C’est évidemment une description tendancielle. Il existe des différences assez profondes, rien que par le fait que la fulgurance a duré parfois quelques années seulement ou bien s’est prolongé sur une décennie. En France et en Inde, cela a été ainsi assez bref, alors qu’en Italie et au Pérou, cela a été une longue séquence.
Car, il faut le noter, le Parti Communiste du Pérou n’a pas dérogé à la règle. L’arrestation de son dirigeant Gonzalo a amené des scissions en série et une large partie de l’organisation a même basculé dans la capitulation, en prônant des accords de paix. Si, donc, le Parti Communiste du Pérou a été le meilleur élève du maoïsme sur le plan de la fulgurance, il ne présente pas de solution concernant la menace de l’implosion.
Il faut d’ailleurs noter ici qu’il existe une fausse solution à ce problème. On sait que le dirigeant albanais Enver Hoxha, à la mort de Mao Zedong, a subitement dénoncé celui-ci et modifié radicalement tout son propre discours, commençant à expliquer que la Chine populaire n’avait été que petite-bourgeoise radicale et non pas socialiste. C’est le courant dit « pro-albanais ».

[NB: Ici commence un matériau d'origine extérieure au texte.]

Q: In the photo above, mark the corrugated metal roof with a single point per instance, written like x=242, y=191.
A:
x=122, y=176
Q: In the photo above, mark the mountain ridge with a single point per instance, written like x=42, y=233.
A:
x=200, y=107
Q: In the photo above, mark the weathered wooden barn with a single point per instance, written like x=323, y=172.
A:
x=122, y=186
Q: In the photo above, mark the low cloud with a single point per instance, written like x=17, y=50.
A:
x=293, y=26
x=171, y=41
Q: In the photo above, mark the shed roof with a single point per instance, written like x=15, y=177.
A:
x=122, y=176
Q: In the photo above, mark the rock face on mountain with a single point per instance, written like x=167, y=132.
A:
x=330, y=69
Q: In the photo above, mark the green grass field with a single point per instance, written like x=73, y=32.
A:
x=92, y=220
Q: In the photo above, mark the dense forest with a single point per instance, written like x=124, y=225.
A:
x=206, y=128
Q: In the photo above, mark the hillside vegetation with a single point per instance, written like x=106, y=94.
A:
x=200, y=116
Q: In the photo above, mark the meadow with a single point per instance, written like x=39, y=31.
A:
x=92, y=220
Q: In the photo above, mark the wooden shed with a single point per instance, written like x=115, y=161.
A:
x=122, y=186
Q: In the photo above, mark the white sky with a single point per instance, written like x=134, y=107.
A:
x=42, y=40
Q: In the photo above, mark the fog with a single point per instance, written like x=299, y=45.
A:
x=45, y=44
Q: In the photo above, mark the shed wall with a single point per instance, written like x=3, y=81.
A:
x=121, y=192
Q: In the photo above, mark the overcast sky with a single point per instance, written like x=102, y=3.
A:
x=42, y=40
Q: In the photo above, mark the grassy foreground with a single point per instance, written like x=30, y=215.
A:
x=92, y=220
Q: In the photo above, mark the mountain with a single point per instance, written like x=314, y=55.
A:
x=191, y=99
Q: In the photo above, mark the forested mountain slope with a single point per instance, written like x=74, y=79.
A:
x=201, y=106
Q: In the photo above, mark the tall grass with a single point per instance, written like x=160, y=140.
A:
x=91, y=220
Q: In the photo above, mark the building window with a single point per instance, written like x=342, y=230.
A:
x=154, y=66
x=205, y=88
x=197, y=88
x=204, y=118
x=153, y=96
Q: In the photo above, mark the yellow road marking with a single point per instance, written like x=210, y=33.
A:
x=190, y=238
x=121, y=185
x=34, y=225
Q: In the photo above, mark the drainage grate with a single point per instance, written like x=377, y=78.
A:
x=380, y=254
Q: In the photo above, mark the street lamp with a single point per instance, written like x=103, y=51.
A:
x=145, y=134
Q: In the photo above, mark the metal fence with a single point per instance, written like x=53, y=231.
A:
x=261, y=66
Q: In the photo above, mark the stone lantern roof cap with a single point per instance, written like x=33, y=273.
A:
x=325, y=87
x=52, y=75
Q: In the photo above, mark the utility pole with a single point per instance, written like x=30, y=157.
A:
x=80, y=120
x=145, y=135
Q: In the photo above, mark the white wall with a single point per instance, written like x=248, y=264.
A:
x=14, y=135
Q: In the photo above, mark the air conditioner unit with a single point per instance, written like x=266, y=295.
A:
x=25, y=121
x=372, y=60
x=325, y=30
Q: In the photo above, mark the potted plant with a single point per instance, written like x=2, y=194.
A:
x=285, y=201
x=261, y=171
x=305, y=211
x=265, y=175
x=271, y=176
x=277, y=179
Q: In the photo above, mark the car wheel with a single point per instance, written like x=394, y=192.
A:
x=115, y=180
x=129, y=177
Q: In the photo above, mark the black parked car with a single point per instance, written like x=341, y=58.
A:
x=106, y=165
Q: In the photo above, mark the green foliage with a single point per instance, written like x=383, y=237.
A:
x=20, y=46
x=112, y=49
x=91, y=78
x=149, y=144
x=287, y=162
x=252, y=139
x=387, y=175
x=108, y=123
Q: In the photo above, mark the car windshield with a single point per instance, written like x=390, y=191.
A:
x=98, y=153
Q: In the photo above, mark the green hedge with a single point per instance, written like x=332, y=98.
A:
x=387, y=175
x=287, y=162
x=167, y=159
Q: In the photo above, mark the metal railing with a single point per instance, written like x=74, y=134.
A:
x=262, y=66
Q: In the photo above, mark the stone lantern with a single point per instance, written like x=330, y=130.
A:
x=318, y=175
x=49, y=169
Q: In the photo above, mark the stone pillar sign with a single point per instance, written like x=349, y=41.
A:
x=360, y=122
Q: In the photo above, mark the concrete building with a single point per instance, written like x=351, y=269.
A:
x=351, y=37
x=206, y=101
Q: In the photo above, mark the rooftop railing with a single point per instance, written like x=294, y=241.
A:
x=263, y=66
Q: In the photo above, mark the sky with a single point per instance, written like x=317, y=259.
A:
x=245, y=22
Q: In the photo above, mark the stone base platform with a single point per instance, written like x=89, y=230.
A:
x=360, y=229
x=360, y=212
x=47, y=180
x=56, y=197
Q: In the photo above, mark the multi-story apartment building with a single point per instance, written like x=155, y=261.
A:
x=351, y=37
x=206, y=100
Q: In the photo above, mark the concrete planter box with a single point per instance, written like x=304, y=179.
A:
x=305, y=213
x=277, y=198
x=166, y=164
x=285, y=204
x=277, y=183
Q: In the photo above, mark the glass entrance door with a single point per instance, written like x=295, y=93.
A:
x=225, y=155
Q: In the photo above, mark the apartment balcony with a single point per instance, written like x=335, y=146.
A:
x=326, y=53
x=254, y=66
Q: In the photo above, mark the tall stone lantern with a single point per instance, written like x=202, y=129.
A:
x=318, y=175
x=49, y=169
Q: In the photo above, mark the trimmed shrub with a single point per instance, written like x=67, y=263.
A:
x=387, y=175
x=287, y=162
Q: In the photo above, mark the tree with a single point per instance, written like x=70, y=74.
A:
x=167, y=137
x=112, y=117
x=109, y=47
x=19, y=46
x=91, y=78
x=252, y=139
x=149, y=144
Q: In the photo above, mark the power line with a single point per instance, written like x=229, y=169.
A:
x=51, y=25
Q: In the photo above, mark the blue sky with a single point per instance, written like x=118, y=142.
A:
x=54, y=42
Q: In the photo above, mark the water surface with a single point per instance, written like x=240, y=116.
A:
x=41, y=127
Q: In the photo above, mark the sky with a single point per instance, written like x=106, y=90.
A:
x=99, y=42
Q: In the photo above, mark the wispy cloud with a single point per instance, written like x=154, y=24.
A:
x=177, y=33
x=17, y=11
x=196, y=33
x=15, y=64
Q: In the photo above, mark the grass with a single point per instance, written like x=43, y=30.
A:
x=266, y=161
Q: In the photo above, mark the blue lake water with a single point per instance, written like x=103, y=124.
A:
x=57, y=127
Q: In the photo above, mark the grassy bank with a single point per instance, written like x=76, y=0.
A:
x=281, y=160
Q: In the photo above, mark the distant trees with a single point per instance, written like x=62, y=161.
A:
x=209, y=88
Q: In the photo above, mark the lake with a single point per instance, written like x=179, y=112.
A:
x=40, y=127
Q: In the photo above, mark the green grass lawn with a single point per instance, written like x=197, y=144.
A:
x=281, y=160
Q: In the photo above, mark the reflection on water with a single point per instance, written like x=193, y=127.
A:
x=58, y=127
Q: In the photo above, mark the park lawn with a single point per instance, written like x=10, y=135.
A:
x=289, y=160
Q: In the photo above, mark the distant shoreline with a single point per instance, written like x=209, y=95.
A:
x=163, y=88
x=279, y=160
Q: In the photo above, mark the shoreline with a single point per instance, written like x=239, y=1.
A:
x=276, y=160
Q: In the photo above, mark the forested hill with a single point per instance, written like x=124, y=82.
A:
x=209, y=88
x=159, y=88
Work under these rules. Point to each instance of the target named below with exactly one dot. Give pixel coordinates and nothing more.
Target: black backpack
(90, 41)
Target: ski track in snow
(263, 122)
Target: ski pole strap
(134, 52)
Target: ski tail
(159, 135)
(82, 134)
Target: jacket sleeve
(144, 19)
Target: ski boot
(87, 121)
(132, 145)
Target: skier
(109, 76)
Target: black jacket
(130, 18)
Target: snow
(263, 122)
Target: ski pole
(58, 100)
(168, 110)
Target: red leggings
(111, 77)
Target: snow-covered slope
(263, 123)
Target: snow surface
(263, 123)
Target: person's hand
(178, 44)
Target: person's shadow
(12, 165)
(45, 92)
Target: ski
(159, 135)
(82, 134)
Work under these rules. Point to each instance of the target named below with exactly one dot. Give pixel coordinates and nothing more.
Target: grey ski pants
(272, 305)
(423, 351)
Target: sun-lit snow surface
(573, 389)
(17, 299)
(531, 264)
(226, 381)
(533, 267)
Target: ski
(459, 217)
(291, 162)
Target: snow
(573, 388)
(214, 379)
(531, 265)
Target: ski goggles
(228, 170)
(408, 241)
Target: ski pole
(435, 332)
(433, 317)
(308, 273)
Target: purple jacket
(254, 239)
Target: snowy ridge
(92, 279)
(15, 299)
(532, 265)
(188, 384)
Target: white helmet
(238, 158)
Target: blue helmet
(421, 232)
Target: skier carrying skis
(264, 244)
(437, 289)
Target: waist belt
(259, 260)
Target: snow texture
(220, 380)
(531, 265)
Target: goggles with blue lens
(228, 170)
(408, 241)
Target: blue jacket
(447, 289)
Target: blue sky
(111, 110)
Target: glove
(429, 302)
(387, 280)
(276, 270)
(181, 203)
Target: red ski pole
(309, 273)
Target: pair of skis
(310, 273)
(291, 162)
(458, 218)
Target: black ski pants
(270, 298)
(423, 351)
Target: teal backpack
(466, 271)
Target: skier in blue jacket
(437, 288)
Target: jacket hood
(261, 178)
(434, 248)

Or, ce courant « pro-albanais » dit la chose suivante : le maoïsme propose une guerre populaire sans perspective, il est subjectiviste, il prône les tendances au sein du Parti, il conduit à la déroute par l’implosion. Et le courant « pro-albanais » de proposer un Parti marxiste-léniniste en version minimaliste sur le plan programmatique afin de maintenir l’unité.
C’est là une réponse tout à fait formelle et absolument fausse, car niant la complexité du réel, le mouvement historique, la loi de la contradiction.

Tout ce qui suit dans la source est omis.